Oireachtas Joint and Select Committees

Thursday, 3 September 2015

Committee of Inquiry into the Banking Crisis

Nexus Phase

Mr. David Went:

I mean, the issue of tracker mortgages was discussed before we began to offer them. The problem with tracker mortgages is basis risk because, traditionally, mortgage products were lent on a ... on what you might call an "administered rate" basis, a standard variable rate basis. So, therefore, if interest rates went up on the deposit side, the bank had the discretion to raise the interest rates on the asset side, so there could be a pretty much immediate re-pricing of both asset and liability. However, in the UK, in particular, tracker mortgages had become a very significant feature of the market in the '80s - sorry, in the '90s - and these ... tracker mortgages are where you lend at a fixed margin over the official rate. So that introduces another rate ... another element of risk, which is basis risk, where if you, for example, are lending at 1% over the ECB rate and the ECB rate goes up by 0.25%, well, that reduces your margin to 75 basis points, so that's not a good thing.

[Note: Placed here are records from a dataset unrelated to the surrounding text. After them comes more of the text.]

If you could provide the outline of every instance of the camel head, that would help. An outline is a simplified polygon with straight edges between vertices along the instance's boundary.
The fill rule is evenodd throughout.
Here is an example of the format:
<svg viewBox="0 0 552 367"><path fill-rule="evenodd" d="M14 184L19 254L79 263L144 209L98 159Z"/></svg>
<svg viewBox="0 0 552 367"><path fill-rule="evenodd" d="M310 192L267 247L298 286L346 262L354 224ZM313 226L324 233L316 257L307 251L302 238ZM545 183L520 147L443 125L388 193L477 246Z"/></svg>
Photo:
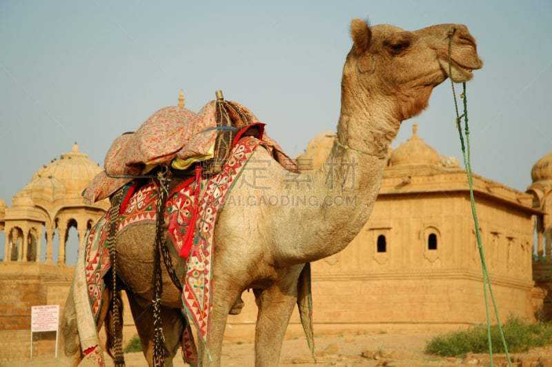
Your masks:
<svg viewBox="0 0 552 367"><path fill-rule="evenodd" d="M344 67L342 106L353 109L377 103L399 121L425 108L433 88L447 77L466 81L472 70L483 66L475 39L461 24L408 32L353 19L351 34L353 45Z"/></svg>

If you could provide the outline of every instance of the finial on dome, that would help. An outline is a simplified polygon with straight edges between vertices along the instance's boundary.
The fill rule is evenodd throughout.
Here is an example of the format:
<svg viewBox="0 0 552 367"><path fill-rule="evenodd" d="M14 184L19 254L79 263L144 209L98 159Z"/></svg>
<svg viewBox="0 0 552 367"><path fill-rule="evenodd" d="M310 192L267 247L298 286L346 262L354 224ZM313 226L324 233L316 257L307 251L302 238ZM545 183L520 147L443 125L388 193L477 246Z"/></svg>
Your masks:
<svg viewBox="0 0 552 367"><path fill-rule="evenodd" d="M178 96L178 106L180 108L184 108L184 91L180 90L180 95Z"/></svg>

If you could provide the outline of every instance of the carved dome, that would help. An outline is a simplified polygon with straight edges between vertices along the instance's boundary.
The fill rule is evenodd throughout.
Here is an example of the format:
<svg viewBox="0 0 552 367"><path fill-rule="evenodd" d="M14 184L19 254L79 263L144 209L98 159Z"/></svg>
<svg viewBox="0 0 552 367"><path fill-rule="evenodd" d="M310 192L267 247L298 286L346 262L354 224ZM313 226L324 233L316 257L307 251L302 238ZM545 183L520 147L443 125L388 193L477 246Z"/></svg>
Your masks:
<svg viewBox="0 0 552 367"><path fill-rule="evenodd" d="M391 166L400 164L439 164L439 153L416 134L417 124L413 126L412 137L393 151Z"/></svg>
<svg viewBox="0 0 552 367"><path fill-rule="evenodd" d="M533 182L552 179L552 152L537 161L531 170Z"/></svg>
<svg viewBox="0 0 552 367"><path fill-rule="evenodd" d="M39 168L31 182L14 197L30 197L35 204L81 204L81 193L102 168L88 159L88 155L79 152L75 143L69 153Z"/></svg>

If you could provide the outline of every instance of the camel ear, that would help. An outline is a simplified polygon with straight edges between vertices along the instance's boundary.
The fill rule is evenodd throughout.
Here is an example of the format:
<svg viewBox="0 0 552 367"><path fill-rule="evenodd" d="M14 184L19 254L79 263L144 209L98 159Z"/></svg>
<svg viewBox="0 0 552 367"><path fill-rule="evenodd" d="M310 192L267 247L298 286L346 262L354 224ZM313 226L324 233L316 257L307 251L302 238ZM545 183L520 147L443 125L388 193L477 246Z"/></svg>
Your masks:
<svg viewBox="0 0 552 367"><path fill-rule="evenodd" d="M362 54L368 50L372 32L366 21L355 19L351 22L351 37L354 43L355 52L357 54Z"/></svg>

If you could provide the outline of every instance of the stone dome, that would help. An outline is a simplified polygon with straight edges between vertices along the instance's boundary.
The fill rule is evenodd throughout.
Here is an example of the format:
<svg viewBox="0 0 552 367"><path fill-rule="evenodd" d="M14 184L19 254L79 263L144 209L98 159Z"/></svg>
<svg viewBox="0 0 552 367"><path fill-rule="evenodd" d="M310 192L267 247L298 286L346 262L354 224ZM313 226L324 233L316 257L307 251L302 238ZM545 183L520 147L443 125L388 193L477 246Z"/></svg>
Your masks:
<svg viewBox="0 0 552 367"><path fill-rule="evenodd" d="M394 150L389 158L391 166L400 164L435 164L440 161L439 153L417 135L417 124L412 127L412 137Z"/></svg>
<svg viewBox="0 0 552 367"><path fill-rule="evenodd" d="M533 182L552 180L552 152L537 161L531 170Z"/></svg>
<svg viewBox="0 0 552 367"><path fill-rule="evenodd" d="M79 152L75 143L70 152L63 153L37 170L31 182L14 198L30 197L35 204L46 206L81 204L81 193L102 170L88 159L88 155Z"/></svg>

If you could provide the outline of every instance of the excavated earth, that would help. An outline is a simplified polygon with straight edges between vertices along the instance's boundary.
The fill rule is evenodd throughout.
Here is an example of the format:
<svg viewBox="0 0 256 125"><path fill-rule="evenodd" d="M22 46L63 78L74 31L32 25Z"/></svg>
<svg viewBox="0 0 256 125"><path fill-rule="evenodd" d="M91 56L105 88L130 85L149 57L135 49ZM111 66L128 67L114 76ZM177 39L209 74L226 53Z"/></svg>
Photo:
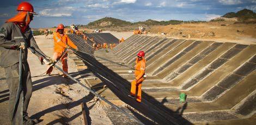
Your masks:
<svg viewBox="0 0 256 125"><path fill-rule="evenodd" d="M81 36L70 36L84 50L92 48ZM145 52L148 76L141 103L127 96L131 69L97 57L133 66L139 51ZM87 79L88 85L146 124L256 123L255 45L133 35L113 50L89 52L95 57L78 56L99 78Z"/></svg>
<svg viewBox="0 0 256 125"><path fill-rule="evenodd" d="M145 124L256 124L255 45L133 35L112 50L95 51L82 35L69 36L83 51L69 52L70 73ZM96 34L88 37L102 38ZM111 39L98 39L113 43ZM139 51L145 52L148 76L141 103L127 97L135 79L131 69L98 58L132 67ZM39 74L35 73L39 65L34 66L31 66L34 74ZM0 82L4 83L2 71ZM81 102L88 105L92 124L138 124L72 82L33 80L38 89L29 112L44 118L41 124L82 124ZM1 120L5 124L8 91L6 85L1 85ZM64 93L54 92L56 89ZM181 92L186 95L185 102L179 101Z"/></svg>

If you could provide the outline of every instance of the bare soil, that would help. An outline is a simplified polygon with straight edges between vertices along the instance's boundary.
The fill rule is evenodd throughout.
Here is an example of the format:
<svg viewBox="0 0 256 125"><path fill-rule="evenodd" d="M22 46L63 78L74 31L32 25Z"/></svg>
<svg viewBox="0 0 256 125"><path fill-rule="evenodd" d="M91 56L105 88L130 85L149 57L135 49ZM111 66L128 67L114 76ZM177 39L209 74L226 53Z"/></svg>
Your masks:
<svg viewBox="0 0 256 125"><path fill-rule="evenodd" d="M39 47L49 57L53 54L52 35L50 39L44 36L35 37ZM46 66L41 65L37 57L31 52L28 61L32 77L45 72ZM62 67L60 64L57 65ZM68 59L69 73L83 82L75 62ZM33 92L28 107L28 114L40 119L38 124L82 124L83 117L81 102L93 100L94 96L74 81L57 75L54 69L52 75L33 77ZM9 91L3 68L0 68L0 123L9 124L8 115ZM92 124L112 124L112 122L97 101L87 103L89 122Z"/></svg>
<svg viewBox="0 0 256 125"><path fill-rule="evenodd" d="M235 24L234 21L209 22L166 26L156 26L150 30L151 35L175 39L191 39L219 42L256 44L255 24Z"/></svg>

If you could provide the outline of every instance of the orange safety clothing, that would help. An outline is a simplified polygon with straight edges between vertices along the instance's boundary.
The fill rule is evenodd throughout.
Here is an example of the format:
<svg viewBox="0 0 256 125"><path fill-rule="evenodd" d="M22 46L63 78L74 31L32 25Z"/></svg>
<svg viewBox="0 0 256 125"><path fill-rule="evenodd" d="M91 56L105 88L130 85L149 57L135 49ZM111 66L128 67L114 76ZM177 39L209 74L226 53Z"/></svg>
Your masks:
<svg viewBox="0 0 256 125"><path fill-rule="evenodd" d="M110 49L112 50L113 49L112 44L109 44L109 47L110 47Z"/></svg>
<svg viewBox="0 0 256 125"><path fill-rule="evenodd" d="M136 59L136 65L135 65L135 71L134 73L135 74L136 79L132 81L131 83L131 95L135 96L137 91L136 101L138 102L141 102L141 87L142 83L143 82L143 76L145 74L145 70L146 68L146 61L144 58L142 57L141 60ZM136 82L136 80L137 82ZM137 89L136 89L136 88Z"/></svg>
<svg viewBox="0 0 256 125"><path fill-rule="evenodd" d="M57 59L59 59L62 53L57 53L57 52L54 52L53 53L53 56L52 57L52 60L53 61L56 60ZM63 57L62 57L62 58L60 59L60 60L62 62L62 69L63 71L66 73L68 73L68 54L66 53L65 55L63 55ZM52 72L52 70L53 70L53 67L51 67L50 66L48 66L47 69L47 72L46 72L46 74L51 74L51 73ZM64 76L66 76L66 75L64 74Z"/></svg>
<svg viewBox="0 0 256 125"><path fill-rule="evenodd" d="M31 21L28 12L21 11L18 12L16 16L8 20L6 22L24 23L28 26Z"/></svg>
<svg viewBox="0 0 256 125"><path fill-rule="evenodd" d="M28 11L33 14L37 14L36 12L34 11L34 8L33 5L27 2L22 2L19 4L17 8L18 11Z"/></svg>
<svg viewBox="0 0 256 125"><path fill-rule="evenodd" d="M77 49L77 46L76 46L69 38L67 35L63 34L60 34L58 32L56 32L53 34L53 40L54 41L54 52L62 53L65 48L68 46Z"/></svg>

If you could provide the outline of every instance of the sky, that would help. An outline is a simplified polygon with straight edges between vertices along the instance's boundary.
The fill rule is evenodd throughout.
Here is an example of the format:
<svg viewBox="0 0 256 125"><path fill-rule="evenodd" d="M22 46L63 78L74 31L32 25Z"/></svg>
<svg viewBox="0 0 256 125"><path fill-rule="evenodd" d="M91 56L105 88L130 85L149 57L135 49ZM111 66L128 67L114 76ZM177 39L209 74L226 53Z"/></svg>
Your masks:
<svg viewBox="0 0 256 125"><path fill-rule="evenodd" d="M0 4L0 24L17 13L24 1L4 0ZM30 0L35 16L31 27L59 23L87 24L105 17L135 22L157 21L209 21L243 9L256 11L256 0Z"/></svg>

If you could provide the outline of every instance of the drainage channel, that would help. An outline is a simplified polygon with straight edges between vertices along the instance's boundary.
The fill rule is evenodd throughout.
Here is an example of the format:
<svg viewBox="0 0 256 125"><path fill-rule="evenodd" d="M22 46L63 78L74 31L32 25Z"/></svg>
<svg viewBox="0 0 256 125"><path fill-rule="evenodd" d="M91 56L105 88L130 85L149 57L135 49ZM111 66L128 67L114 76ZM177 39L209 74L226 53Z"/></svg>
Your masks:
<svg viewBox="0 0 256 125"><path fill-rule="evenodd" d="M78 40L78 37L74 38L71 39L75 44L79 46L87 45L83 43L83 41ZM92 71L94 74L105 83L120 100L153 120L155 123L180 124L181 123L189 123L182 116L177 116L173 114L173 111L170 111L168 108L160 108L159 105L151 103L149 98L152 99L152 98L145 93L143 93L145 99L141 103L130 98L127 97L127 95L130 94L130 88L129 81L117 75L116 73L97 61L94 57L90 55L90 53L87 54L79 52L74 53L83 61L88 67ZM182 122L180 121L181 120Z"/></svg>

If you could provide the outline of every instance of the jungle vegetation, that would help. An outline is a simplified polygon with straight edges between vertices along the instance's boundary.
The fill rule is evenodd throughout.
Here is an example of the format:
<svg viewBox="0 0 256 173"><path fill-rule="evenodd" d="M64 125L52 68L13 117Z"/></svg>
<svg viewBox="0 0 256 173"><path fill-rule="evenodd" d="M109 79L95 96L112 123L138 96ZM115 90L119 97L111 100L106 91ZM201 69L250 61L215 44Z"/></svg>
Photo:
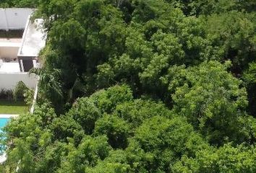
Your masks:
<svg viewBox="0 0 256 173"><path fill-rule="evenodd" d="M256 172L255 0L12 0L47 44L3 172Z"/></svg>

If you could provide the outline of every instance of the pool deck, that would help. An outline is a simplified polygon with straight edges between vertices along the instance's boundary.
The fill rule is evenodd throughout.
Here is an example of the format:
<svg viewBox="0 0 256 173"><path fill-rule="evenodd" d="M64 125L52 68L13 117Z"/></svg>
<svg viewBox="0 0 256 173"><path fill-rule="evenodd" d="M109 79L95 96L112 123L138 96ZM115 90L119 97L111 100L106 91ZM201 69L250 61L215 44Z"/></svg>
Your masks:
<svg viewBox="0 0 256 173"><path fill-rule="evenodd" d="M17 114L0 114L0 118L17 117L18 116Z"/></svg>

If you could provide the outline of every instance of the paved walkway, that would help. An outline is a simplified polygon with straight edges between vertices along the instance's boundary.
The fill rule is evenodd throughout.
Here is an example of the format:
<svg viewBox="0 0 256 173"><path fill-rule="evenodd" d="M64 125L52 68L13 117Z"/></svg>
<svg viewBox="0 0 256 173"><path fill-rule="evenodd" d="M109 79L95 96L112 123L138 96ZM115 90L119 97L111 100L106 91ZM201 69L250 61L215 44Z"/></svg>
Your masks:
<svg viewBox="0 0 256 173"><path fill-rule="evenodd" d="M19 115L14 114L0 114L0 118L10 118L10 117L17 117Z"/></svg>

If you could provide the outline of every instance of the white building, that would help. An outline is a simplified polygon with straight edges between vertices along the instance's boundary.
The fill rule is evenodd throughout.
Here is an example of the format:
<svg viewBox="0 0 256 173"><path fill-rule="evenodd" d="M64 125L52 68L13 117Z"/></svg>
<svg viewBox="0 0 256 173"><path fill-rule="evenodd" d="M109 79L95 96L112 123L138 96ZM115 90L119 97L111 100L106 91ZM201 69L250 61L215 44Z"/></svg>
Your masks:
<svg viewBox="0 0 256 173"><path fill-rule="evenodd" d="M20 81L30 88L35 87L37 77L29 75L28 71L38 66L38 56L46 45L46 37L43 19L30 20L34 11L0 8L0 90L13 89ZM23 32L22 36L4 36L4 33L19 32Z"/></svg>

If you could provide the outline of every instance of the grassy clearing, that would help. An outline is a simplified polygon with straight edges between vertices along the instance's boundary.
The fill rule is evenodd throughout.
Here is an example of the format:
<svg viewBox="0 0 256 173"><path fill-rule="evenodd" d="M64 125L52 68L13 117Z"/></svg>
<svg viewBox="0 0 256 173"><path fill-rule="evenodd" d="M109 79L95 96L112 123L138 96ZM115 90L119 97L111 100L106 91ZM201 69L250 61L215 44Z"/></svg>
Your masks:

So the ... and what ... how we analyse that risk would have been to look back over the period. I mean, we didn't have a very long period of euro rates, but we had a reasonably long period of Deutsche mark rates, which would have been a proxy for that. And when you look back over the previous 20 to 25 years, you would have seen periods where official rates diverged from market rates for periods of extreme stress. In 1987, Black Wednesday, when Gorbachev was ... or Yeltsin was kidnapped in Russia, like, there was a tremendous dislocation of markets. So individual deposits ... market deposit rates spiked and official rates didn't. But by and large, those periods were relatively short and if you had to sit and suffer, you know, a contraction of your margin over a period of time, it wasn't a bad thing.